The 1990s were a violent and unstable period in Russia, though the only large-scale terrorist attack was during the 1994-96 First Chechen War -- the 1995 Budyonnovsk hospital hostage crisis, which resulted in 200 deaths. It was Basayev’s first major “success” in as much as it led to peace talks with the Yeltsin’s government and resulted in the establishment of a quasi-independent Chechnya.

The next major terrorist acts were the five bombings of mostly Moscow apartment buildings that killed nearly 300 people in September 1999. None of the Chechen field commanders, including Basayev, accepted responsibility for the bombings and Chechen president Aslan Maskhadov denied involvement of his government. However, they coincided with border skirmishes between Chechnya and Dagestan, and evidence that Al-Qaeda and Wahabism were increasingly active in Chechnya. A ground offensive was launched from Dagestan by Russian troops in October which now marks the beginning of what is called the Second Chechen War, on which Vladimir Putin staked his presidency after he was appointed president by Boris Yeltsin in December 1999.

There followed a decade of gruesome war in Chechnya, with tens of thousands dying. There were also several spectacular terrorist attacks which this time Chechen rebels led by Basayev did take responsibility for. Russia’s security forces had to deal with the 2002 siege of a Moscow theatre which resulted in up to 200 deaths and the 2004 Beslan school assault. But Russia suffered no major attack after that, as the Chechen war ground to its supposed end.

Andrei Soldatov, editor of Agentura.ru, criticises Russian counter-terrorist efforts since Beslan, comparing officials to generals preparing for the last war, focussed on averting big attacks like Beslan, instead of preparing for smaller-scale strikes such as the bombings of the Nevsky Express, despite the 2007 warning blast. “We see new modus operandi taking shape, in which tiny cells of terrorists of three to five people plan and execute acts of sabotage,” he says. “But our security forces have militarised this problem, and are not set up to deal with small threats like that.”

Confirming his point, yet another bomb went off Monday in the southern republic of Dagestan, hitting a train travelling from the Siberian city of Tyumen to Baku in Azerbaijan. No one was injured in that blast, but analysts argue it was also by terrorists, who have never stopped operating in Dagestan, Ingushetia, and Chechnya, and warn that more ambitious attacks on Russia will no doubt follow. The northern Caucasus is witnessing a growth of forces that are no longer interested in local nationalism, or separatism, but “see themselves as being at war with Russia. Until lately, the most adventurous Russian Islamists tended to head for Afghanistan, or somewhere else, to wage jihad. Now there are signs that they are going to the Caucasus area, and this bodes very ill,” says Soldatov.

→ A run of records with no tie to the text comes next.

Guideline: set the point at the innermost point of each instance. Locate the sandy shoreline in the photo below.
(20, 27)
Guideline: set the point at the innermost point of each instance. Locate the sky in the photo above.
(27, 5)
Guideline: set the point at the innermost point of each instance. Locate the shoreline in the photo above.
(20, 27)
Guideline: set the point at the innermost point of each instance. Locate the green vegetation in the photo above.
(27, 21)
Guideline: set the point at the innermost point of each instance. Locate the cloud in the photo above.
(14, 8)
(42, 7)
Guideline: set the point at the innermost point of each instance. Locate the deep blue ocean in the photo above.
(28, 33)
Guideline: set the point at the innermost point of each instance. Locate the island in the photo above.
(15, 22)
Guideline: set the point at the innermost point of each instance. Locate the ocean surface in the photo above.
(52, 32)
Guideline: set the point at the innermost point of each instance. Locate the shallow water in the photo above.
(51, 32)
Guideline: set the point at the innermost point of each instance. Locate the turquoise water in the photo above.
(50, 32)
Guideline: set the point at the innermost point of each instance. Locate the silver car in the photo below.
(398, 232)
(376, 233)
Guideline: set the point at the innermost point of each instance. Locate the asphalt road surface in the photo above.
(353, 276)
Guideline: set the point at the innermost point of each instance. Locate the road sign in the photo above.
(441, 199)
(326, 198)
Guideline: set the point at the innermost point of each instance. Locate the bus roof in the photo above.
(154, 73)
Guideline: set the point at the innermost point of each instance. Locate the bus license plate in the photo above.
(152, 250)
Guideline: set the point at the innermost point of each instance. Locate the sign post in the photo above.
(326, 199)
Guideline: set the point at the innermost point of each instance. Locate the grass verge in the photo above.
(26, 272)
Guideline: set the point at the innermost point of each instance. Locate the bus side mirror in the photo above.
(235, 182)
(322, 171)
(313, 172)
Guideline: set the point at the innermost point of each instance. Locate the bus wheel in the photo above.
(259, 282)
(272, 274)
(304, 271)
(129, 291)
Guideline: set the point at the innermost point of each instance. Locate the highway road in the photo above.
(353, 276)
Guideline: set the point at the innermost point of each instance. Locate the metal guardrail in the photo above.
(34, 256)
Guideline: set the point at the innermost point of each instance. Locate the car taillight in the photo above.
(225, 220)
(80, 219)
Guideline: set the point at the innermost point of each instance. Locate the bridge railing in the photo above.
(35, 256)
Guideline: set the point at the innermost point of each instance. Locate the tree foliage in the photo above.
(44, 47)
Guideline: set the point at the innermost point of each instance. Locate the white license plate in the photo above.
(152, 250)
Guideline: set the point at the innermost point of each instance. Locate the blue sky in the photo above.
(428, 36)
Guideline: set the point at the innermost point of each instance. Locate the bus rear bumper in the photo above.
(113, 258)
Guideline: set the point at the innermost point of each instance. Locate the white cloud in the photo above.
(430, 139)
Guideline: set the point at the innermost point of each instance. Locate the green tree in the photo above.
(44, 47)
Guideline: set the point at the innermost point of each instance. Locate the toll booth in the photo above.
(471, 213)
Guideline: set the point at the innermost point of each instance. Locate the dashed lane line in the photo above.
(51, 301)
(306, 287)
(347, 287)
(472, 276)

The Kremlin declared “mission accomplished” in Chechnya on 16 April 2009 after a decade and a half of military campaigning, pulling most of its forces out of the tiny republic, and leaving it under the control of local strongman Ramzan Kadyrov. Kremlin leaders argue that the harsh pacification of Chechnya, political crackdown and smarter security operations explain the fact that there has been no major terrorist attack on the Russian heartland since Beslan.

But it remains a fact that the terrorist tragedies in Russia during the past decade coincide with the brutal Second Chechen War, and that President Kadyrov himself is a loose cannon who has assassinated more than one opponent in the past year. Chechnya is also suspected of being a prime transit route for drug smugglers, and the lawlessness and threat to Russia emanating from Chechnya are not lost on other parties, in particular, the US and Israel. This latest incident is a serious blow not only to Putin’s strategy of holding on to Chechnya at all costs, but to overall Russian security.